Analytics that address the whole picture will need to link data from multiple organisations
and health record systems, posing challenges to enabling safe linkage while maintaining
information security and managing the risks of reidentification.16 In the UK, an exceptional
legal basis has been provided for this by the Secretary of State for Health and Social
Care activating the Health Service (Control of Patient Information) Regulations, which
requires affected organisations to ‘process confidential patient information… where
the confidential patient information to be processed is required for a Covid-19 Purpose
and will be processed solely for that COVID-19 Purpose’ (italics added).17
How is this viewed by the general public? Surveys often find that sharing of health
data by clinicians for legitimate care purposes is overwhelmingly trusted, but some
studies have shown distrust in research use by pharmaceutical companies or academics
even when data are anonymised.18 In the height of the pandemic, it is very likely
that such cautions are mentally suspended by citizens, rather like the almost universal
practice of hasty and uncritical acceptance of software licensing terms and conditions
so that you can get on with using the product.

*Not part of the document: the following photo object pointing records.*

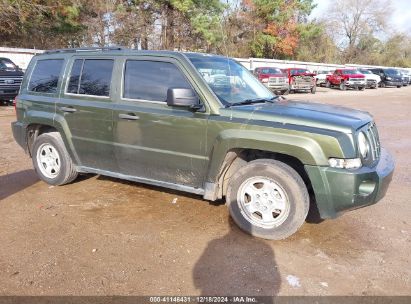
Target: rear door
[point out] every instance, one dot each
(86, 110)
(40, 87)
(155, 141)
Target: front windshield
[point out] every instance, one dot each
(349, 72)
(6, 64)
(229, 80)
(392, 72)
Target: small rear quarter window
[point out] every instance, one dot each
(45, 76)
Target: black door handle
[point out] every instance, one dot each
(129, 116)
(68, 109)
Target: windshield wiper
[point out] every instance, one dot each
(251, 101)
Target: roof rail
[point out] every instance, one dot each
(87, 49)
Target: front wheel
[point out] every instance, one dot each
(52, 161)
(268, 199)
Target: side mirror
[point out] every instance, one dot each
(181, 97)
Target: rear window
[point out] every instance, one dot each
(91, 77)
(150, 80)
(45, 76)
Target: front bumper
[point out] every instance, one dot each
(338, 190)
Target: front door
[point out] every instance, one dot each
(87, 108)
(152, 140)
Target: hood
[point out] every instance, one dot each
(308, 114)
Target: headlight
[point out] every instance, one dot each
(363, 145)
(345, 163)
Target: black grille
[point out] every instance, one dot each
(372, 134)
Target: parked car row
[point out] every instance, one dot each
(284, 81)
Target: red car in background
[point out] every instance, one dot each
(300, 79)
(346, 78)
(273, 78)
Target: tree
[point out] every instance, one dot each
(352, 21)
(316, 45)
(274, 24)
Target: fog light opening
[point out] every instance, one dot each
(367, 187)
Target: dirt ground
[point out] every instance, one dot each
(104, 236)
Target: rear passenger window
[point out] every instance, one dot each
(45, 76)
(91, 77)
(150, 80)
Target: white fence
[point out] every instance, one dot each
(22, 57)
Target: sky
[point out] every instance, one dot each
(400, 19)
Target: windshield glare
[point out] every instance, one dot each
(229, 80)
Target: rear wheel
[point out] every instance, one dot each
(268, 199)
(52, 161)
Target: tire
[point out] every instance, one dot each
(280, 179)
(60, 170)
(313, 89)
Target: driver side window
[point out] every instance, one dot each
(150, 80)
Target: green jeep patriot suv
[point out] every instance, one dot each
(198, 123)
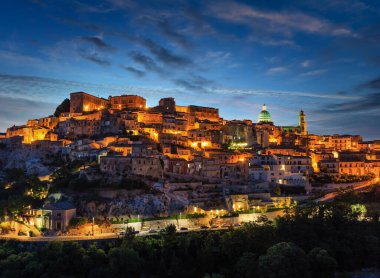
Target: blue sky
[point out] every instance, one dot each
(319, 56)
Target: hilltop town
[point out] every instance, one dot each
(141, 161)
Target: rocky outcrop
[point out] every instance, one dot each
(125, 204)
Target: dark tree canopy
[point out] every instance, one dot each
(62, 108)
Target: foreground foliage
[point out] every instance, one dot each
(315, 241)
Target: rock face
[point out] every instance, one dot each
(127, 204)
(29, 160)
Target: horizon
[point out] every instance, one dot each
(322, 58)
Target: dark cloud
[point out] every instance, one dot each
(93, 57)
(168, 31)
(194, 83)
(18, 110)
(163, 54)
(137, 72)
(147, 62)
(99, 43)
(364, 104)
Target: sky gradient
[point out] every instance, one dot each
(319, 56)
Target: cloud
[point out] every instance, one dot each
(94, 57)
(96, 9)
(167, 30)
(136, 72)
(163, 54)
(305, 64)
(272, 41)
(313, 73)
(194, 83)
(284, 22)
(277, 70)
(372, 84)
(18, 110)
(147, 62)
(98, 43)
(367, 102)
(77, 23)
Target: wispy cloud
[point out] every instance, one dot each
(148, 63)
(136, 72)
(94, 57)
(98, 42)
(313, 73)
(277, 70)
(285, 22)
(163, 54)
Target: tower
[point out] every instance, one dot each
(264, 116)
(302, 122)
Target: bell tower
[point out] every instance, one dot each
(302, 123)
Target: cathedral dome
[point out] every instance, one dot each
(264, 116)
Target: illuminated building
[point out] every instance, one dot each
(264, 116)
(127, 101)
(82, 102)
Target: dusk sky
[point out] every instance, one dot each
(319, 56)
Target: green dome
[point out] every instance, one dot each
(264, 116)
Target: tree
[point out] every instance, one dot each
(64, 107)
(321, 263)
(283, 260)
(246, 265)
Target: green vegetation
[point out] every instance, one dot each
(19, 191)
(68, 177)
(312, 241)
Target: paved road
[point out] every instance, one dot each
(104, 236)
(331, 196)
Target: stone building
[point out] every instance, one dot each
(127, 101)
(83, 102)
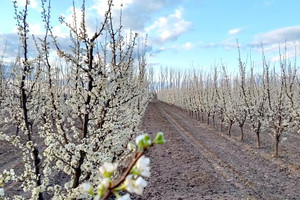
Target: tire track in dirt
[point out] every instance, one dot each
(178, 170)
(226, 170)
(267, 182)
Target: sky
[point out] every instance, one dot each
(181, 33)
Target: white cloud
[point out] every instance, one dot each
(188, 46)
(170, 27)
(234, 31)
(33, 3)
(136, 13)
(291, 33)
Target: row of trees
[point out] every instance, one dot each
(266, 100)
(73, 112)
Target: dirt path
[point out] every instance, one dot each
(199, 163)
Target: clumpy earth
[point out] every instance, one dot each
(199, 161)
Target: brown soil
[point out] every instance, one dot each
(199, 162)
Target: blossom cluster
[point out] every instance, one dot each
(133, 181)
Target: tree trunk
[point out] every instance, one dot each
(257, 139)
(242, 133)
(208, 115)
(276, 145)
(229, 128)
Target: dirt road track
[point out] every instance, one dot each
(199, 163)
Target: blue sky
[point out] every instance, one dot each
(184, 33)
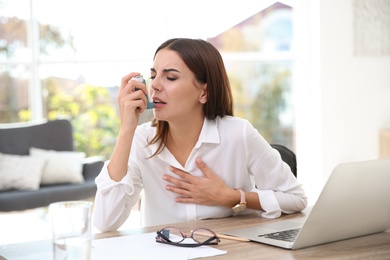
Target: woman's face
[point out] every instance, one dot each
(176, 93)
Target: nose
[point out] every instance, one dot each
(155, 85)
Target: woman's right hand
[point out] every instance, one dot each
(131, 102)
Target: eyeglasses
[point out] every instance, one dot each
(174, 236)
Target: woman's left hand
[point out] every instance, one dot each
(206, 190)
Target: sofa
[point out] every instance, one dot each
(53, 142)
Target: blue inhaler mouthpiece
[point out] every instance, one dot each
(140, 78)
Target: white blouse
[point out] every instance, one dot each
(230, 146)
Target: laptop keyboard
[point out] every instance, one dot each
(285, 235)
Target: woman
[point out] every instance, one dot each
(194, 160)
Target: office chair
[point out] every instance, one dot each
(288, 157)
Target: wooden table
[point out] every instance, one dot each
(375, 246)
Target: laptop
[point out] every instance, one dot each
(355, 201)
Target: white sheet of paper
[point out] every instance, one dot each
(144, 246)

However, with the ‘genie out of the
bottle’, will governments, academics and industry be keen to return to the stricter
regime of ‘normal’ information governance? Will there be a genuine citizen dialogue
to see if there is a ‘new normal’ of easier data access? Or is there a risk of democratic
nations semiconsciously drifting towards the kinds of citizen data exploitation seen
in countries with repressive administrations? In an era of increasing concerns about
the seemingly uncheckable powers of global tech companies, the rise of antiexpert
right-wing populism and the anticipated economic catastrophe following the pandemic,
these are serious issues that demand transparent ethical consideration.
Discussion
The COVID-19 crisis has led to extraordinary rapid transformations of service delivery
using telehealth technologies, thus showing that these technologies had already reached
the level of maturity required to be deployed within healthcare systems at pace and
scale: they were waiting in the wings. It is quite conceivable that digital consultations
will remain the norm even when this pandemic is over. The pandemic has also led to
rapid changes in the extent to which health data are being shared, both for direct
care and for secondary purposes. It is less obvious, however, how the ‘emergency’
governance of health data would sustain after the crisis without causing a confrontation
with public trust. For AI, finally, there appear to be numerous opportunities. However,
few concrete achievements have been reported in the few months that we are now into
the pandemic. It is yet unclear whether AI technologies have sufficient readiness
to save the world when they are most needed, but no doubt, the near future will tell
us more. Despite the pace of current changes, it is pertinent that we capture and
share what can be learnt from these pandemic times. To be continued.